Is the Oregon Court of Appeals back in the wrongful-discharge business? It’s a fair question to ask after the court’s decision last week in Lucas v. Lake County, –Or. App.– (2012).  Reversing the trial court’s motion to dismiss, the court held that a sheriff’s deputy who served as a correctional officer could sue for wrongful discharge in violation of public policy based on his allegation that he’d been fired for demanding that the sheriff implement a training program regarding sexual relations with inmates, and for concluding that another sheriff’s deputy had traded contraband for sex with an inmate.  

What Is An "Important" Public Duty?

Wrongful discharge has had an eventful history in the Oregon courts.  Broadly speaking, in a wrongful discharge claim an employee alleges that the employer terminated him for a reason that is inconsistent with an important public policy.  The key (and usually thorny) legal issue is identifying the public policy and weighing whether it is sufficiently important to protect an employee from being fired.  The Oregon courts have deemed an employee’s need to be absent from work to serve on a jury (Nees v. Hocks, 272 Or. 210 (1975)) and an employee’s internal protest that a fire department covered up evidence of a safety violation (Love v. Polk County Fire Dist., 209 Or. App. 474 (2006)) important enough to qualify.  On the other hand, a doctor’s disagreement with his medical group’s treatment recommendations (Eusterman v. Northwest Permanente P.C., 204 Or. App. 224 (2006)) and private security guards’ lawful arrest of drunken concertgoers (Babick v. Oregon Arena Corp., 333 Or. 401 (2002)) didn’t make the cut.

 

Courts and attorneys attempting to discern the difference among these cases were left scratching their heads about how to figure out whether a public policy was “important.”   Three years ago, the Oregon Supreme Court appeared to bring some clarity to the “important public policy” question in Lamson v. Crater Lake Motors, 346 Or. 628 (2009), where the court decided that a car salesman’s complaints about what he deemed to be unethical (although not unlawful) sales tactics did not go to an important policy, even though Oregon’s consumer protection laws clearly indicate a general policy against deceptive trade practices.  Going forward, the court said, an employee would have to do more than identify “some general public policy expressed in statute, constitution, or case law that would be ‘thwarted’ by the discharge at issue.”  Instead, “the sources of law that express the asserted ‘public policy’ must in some sense speak directly to those acts” that got the employee fired in the first place.

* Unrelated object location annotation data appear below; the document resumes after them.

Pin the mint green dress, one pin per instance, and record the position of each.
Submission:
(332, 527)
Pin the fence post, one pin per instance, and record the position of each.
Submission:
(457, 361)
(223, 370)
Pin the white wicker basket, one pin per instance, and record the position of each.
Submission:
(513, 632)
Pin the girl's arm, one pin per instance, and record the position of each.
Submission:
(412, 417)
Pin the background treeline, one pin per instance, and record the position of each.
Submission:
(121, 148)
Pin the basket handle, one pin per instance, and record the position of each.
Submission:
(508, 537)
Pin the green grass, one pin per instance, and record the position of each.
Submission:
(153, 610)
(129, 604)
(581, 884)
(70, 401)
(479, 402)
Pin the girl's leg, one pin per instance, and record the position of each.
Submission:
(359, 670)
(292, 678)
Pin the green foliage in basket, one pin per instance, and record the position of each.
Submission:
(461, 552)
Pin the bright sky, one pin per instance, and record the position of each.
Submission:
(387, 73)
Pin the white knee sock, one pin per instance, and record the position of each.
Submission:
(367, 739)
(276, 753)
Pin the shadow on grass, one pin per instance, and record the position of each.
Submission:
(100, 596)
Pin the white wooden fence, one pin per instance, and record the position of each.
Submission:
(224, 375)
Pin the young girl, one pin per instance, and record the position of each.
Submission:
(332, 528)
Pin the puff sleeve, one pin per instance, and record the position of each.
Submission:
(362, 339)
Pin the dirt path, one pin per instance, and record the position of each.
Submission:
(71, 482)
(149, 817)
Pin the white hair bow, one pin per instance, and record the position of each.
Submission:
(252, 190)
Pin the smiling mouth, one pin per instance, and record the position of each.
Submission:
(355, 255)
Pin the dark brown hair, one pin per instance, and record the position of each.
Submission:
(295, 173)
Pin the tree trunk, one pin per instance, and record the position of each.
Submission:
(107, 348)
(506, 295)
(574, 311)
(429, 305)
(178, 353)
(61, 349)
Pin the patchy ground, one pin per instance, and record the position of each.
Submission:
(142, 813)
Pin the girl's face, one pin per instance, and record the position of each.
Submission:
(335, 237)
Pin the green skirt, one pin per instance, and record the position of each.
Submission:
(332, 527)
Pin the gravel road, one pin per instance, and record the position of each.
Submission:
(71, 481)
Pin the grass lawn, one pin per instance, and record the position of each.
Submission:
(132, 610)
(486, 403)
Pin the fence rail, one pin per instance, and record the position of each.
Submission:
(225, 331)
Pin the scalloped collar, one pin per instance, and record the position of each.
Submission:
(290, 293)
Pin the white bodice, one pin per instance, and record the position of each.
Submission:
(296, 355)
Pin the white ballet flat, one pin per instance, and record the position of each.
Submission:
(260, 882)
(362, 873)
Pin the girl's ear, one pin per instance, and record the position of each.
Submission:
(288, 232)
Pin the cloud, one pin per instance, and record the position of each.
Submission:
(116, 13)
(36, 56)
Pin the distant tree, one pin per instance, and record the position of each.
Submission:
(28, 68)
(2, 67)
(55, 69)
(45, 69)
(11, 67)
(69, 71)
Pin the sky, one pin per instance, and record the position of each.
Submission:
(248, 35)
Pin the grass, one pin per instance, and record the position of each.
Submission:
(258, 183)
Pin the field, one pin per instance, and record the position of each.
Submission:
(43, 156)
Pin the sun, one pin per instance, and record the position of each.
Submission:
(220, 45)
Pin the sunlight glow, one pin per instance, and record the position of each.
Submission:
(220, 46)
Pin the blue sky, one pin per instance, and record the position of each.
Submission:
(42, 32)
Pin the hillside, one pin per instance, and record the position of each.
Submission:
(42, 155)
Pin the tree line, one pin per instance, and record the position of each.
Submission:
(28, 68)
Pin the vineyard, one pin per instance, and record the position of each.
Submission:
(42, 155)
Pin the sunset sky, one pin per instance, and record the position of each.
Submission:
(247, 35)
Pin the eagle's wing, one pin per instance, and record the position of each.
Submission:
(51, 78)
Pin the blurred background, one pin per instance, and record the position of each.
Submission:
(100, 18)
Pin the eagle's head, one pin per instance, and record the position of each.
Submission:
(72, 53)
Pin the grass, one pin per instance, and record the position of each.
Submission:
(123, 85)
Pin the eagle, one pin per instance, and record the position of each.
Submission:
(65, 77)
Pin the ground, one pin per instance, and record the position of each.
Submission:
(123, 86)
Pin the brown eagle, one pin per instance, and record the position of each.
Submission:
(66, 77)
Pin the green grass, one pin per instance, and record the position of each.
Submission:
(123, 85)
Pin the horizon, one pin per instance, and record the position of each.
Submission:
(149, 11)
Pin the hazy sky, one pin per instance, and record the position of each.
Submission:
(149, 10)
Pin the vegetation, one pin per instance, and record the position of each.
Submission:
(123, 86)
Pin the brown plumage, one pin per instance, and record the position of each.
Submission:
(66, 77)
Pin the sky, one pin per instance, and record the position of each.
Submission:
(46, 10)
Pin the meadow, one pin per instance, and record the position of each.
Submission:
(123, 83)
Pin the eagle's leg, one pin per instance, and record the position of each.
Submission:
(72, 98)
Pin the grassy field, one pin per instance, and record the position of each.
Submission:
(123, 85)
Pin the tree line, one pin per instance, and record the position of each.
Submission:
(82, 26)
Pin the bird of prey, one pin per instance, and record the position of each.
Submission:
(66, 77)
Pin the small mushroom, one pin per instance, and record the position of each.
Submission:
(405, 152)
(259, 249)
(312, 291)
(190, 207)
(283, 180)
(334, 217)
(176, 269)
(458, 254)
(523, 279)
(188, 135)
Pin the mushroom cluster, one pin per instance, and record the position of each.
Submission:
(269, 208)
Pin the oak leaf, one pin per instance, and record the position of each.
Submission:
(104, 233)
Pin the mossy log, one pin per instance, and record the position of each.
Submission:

Lucas:  Keeping The Peace Is Sufficiently Important Public Duty For Prison Guards

Turning back to Lucas, is there any portion of Oregon law that “in some sense speak[s] directly” to a deputy’s recommendation that a sheriff’s office adopt a particular training policy, or his investigation of a subordinate’s misconduct?  Not exactly.  Oregon law states that county sheriffs must be certified police officers, have the obligation to “arrest and commit to prison all persons who break the peace, or attempt to break it,” and that a deputy’s duties are derivative of the sheriff’s. ORS 206.010.  But that’s as close as it comes to addressing the conduct that (allegedly) precipitated the deputy’s termination. 

That was enough for the Court of Appeals, which said that because the deputy "alleged that he was terminated for seeking to enforce the criminal laws by preventing, detecting and investigating crime," he was entitled to go before a jury on his claim that his firing violated an important public duty.

Whither Wrongful Discharge?

In the long term, it’s hard to know whether the Lucas decision signals that the Court of Appeals will be more receptive to wrongful-discharge cases that aren’t grounded directly in a clear statutory command.  Certainly, the lurid facts of Lucas (not to mention the public safety context) made it easy for the Court to conclude that the termination violated public policy.  In addition, and whatever the difficulty of explaining just what is or isn’t an “important” public policy, it remains relatively simple for a plaintiff to state a similar type of claim under Oregon’s various whistleblower-protection statutes, primarily ORS 659A.199 (prohibiting employers from taking action against employees who report literally any unlawful activity), but also potentially ORS 659A.203 (for public employees), 659A.230 (protecting employees who complain of criminal conduct), and 659A.233 (employees who report violations of specific laws).  An employee who lacks a discrimination claim under Oregon’s anti-discrimination statutes can use the considerable ambiguity of the Lucas opinion (and of the whistleblower statutes) to pursue a wrongful discharge claim against his employer.  This area of the law bears watching in the future.